The more intensively land is farmed, the greater the rate of acidification. The process is also accelerated by higher rainfall, due to increased leaching. Browns Lime Quarry is certified under the Fertiliser Quality Council’s FERTMARK quality control programme for producing high quality agricultural lime with more than 90 percent calcium.

“With numerous drought and near-drought scenarios impacting on Lower North Island regions over the past decade, water retention in soil has become ever more critical for farmers, and is one of the reasons why Brown’s Lime Quarry has prospered,” Mr Howie said,

“Use of lime can improve the absorption of rainfall into soil. This can be particularly important on dry hill country with the rain absorbing into the soil faster rather than running off the surface.”

Buildings within Brown’s Lime Quarry comprise a 1440 square metre steel shed housing the crusher, conveyer and dryer unit, while also providing cover for the uncrushed lime and machinery storage. Two smaller sheds and three lockable containers – individually used as an office, small workshop and general storeroom – are also part of the offering.

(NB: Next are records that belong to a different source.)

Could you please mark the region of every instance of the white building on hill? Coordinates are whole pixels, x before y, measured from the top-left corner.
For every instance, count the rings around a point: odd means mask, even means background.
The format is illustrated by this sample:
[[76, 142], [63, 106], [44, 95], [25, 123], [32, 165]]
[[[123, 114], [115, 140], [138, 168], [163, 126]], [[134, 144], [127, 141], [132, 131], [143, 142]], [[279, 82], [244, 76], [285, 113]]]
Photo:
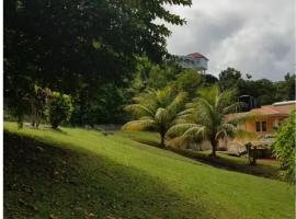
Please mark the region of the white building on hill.
[[179, 57], [179, 65], [183, 68], [192, 68], [198, 71], [205, 72], [207, 70], [207, 61], [208, 59], [200, 54], [189, 54], [186, 56], [178, 56]]

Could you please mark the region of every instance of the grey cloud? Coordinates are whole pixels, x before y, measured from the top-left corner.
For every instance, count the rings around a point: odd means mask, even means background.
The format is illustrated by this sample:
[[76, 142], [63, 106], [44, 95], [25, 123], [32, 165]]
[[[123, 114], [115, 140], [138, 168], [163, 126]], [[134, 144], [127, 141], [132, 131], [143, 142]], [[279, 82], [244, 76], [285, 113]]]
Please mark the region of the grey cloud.
[[293, 0], [193, 0], [192, 8], [170, 10], [187, 24], [169, 26], [169, 51], [204, 54], [209, 73], [231, 66], [254, 79], [280, 80], [294, 72]]

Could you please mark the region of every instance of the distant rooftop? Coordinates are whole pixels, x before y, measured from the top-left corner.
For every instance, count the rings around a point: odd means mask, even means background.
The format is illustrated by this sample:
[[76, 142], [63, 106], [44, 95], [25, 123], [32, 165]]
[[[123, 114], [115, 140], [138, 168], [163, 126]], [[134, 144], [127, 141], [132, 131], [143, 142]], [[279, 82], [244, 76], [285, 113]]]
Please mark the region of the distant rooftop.
[[272, 105], [274, 106], [280, 106], [280, 105], [289, 105], [289, 104], [296, 104], [296, 101], [282, 101], [282, 102], [276, 102], [276, 103], [273, 103]]
[[204, 55], [202, 55], [200, 53], [193, 53], [193, 54], [189, 54], [186, 56], [190, 58], [205, 58], [206, 60], [208, 60], [208, 58], [206, 58]]

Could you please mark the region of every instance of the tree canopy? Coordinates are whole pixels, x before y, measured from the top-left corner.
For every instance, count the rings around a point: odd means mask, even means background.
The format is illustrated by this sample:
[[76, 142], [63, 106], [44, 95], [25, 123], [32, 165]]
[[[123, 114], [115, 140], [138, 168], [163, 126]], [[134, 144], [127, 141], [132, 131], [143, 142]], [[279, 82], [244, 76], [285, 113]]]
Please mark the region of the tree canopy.
[[156, 19], [182, 25], [164, 3], [191, 0], [7, 0], [4, 82], [32, 78], [42, 87], [73, 93], [86, 84], [122, 82], [136, 56], [166, 56], [170, 31]]

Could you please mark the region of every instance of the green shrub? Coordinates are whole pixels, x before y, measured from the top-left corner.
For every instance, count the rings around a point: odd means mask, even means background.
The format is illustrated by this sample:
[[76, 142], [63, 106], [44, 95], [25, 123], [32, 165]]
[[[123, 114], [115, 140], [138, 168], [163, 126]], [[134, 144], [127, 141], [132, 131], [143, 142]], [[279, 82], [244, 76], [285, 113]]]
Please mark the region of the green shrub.
[[72, 103], [70, 95], [53, 92], [48, 100], [46, 116], [54, 129], [61, 123], [68, 122], [72, 112]]
[[284, 170], [283, 177], [289, 183], [295, 183], [295, 112], [291, 114], [275, 136], [274, 154]]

Plant and machinery assets being sold in association with the quarry include a Cat digger, a loader, dump truck, two crushers, a lime dryer, screening unit, and various tools and spare mechanical parts.

Mr Howie said Brown’s Quarry had the benefit of being surrounded by sheep and beef grazing land, with no residential dwellings in close proximity “so any move to increase production output would have minimal environmental impact.”